Our Relationship with God

This week's talk is easily in my top 3 from April's conference, and here's why—I've been caught at the “heavenly vending machines" on more than one occasion (okay, many times). In fact, I've made it quite the habit—showing up with my request, inputing the effort I felt would warrant my request granted, then either 1) skipping away in delight or 2) shuffling my feet as I slink off in discouragement.
 
0/10, I do not recommend this strategy. This is NOT how a relationship is formed, fostered, and strengthened. Not in life with our fellow men, and certainly not with God or our Savior.

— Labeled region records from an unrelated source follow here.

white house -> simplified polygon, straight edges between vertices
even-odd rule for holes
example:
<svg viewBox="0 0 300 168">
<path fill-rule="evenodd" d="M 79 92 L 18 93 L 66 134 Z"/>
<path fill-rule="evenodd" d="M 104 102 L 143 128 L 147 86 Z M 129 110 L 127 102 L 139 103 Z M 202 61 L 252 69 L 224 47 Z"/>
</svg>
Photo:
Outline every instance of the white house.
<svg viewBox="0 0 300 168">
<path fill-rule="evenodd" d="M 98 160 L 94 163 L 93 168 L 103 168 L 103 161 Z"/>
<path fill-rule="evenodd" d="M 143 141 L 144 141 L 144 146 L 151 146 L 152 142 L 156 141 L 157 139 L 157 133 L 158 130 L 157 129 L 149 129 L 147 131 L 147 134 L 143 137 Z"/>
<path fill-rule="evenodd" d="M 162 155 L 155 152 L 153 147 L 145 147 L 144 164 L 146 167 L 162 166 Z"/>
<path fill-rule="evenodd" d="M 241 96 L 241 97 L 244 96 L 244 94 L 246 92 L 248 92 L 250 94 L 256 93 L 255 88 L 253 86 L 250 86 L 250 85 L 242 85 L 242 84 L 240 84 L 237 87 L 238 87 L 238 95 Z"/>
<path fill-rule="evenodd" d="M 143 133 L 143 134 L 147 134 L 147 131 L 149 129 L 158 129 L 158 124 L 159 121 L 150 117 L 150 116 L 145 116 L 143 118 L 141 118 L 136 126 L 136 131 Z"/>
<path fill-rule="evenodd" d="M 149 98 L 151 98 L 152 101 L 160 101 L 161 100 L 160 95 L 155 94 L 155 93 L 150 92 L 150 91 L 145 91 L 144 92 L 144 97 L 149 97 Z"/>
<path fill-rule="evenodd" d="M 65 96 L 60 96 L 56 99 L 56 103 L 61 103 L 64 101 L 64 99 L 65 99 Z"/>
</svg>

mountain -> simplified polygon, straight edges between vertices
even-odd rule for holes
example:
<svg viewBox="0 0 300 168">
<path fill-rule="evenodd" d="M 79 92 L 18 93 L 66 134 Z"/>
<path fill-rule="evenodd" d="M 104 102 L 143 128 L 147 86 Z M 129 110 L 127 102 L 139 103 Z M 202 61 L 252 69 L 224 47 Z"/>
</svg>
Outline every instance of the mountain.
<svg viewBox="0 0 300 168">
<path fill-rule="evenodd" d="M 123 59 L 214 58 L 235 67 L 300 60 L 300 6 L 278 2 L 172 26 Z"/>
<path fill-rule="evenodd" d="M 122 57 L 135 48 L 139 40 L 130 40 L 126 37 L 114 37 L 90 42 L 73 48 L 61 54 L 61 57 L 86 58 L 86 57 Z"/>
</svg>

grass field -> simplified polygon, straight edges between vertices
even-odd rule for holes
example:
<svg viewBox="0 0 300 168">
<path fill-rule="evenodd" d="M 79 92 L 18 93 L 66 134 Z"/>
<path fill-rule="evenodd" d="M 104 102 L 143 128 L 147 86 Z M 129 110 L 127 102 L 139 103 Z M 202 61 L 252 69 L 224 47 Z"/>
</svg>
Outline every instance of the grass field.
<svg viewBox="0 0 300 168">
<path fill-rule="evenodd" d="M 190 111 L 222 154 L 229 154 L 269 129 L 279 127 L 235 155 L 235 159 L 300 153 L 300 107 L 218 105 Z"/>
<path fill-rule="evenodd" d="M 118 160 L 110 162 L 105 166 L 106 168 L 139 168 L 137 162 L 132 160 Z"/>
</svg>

Because here lies the risk that we will love God solely for what He does for us, instead of loving Him also for who we are becoming because of Him.
 
Does God have the power to grant our every wish should we put forth good works? Absolutely. But Elder Christofferson reminds us that “not every blessing predicated on obedience to law is shaped, designed, and timed according to our expectations.” We would learn very little and our growth would be stunted if that were the case.
 
So do our good works matter? Of course! But not because of some, “tally kept in celestial account books. These things matter because they engage us in God’s work and are the means by which we collaborate with Him in our own transformation from natural man to saint.” And that transformation is what better prepares us for the inevitable refining that we will encounter on this path of becoming—this path back to Him.
 
Building that relationship matters. Instead of only leaning on His power to part the clouds when the storm rages, you'll lean His presence to be with you through it. Let God manifest His love for you in more ways than just what He can do for you, but who He can be for you—who YOU can be, because of that love.

AFFIRMATION

I love God for His presence in my life, not just His power. My good works are more than the means to desired blessings, but the way to a holier and happier life as I am transformed in Christ.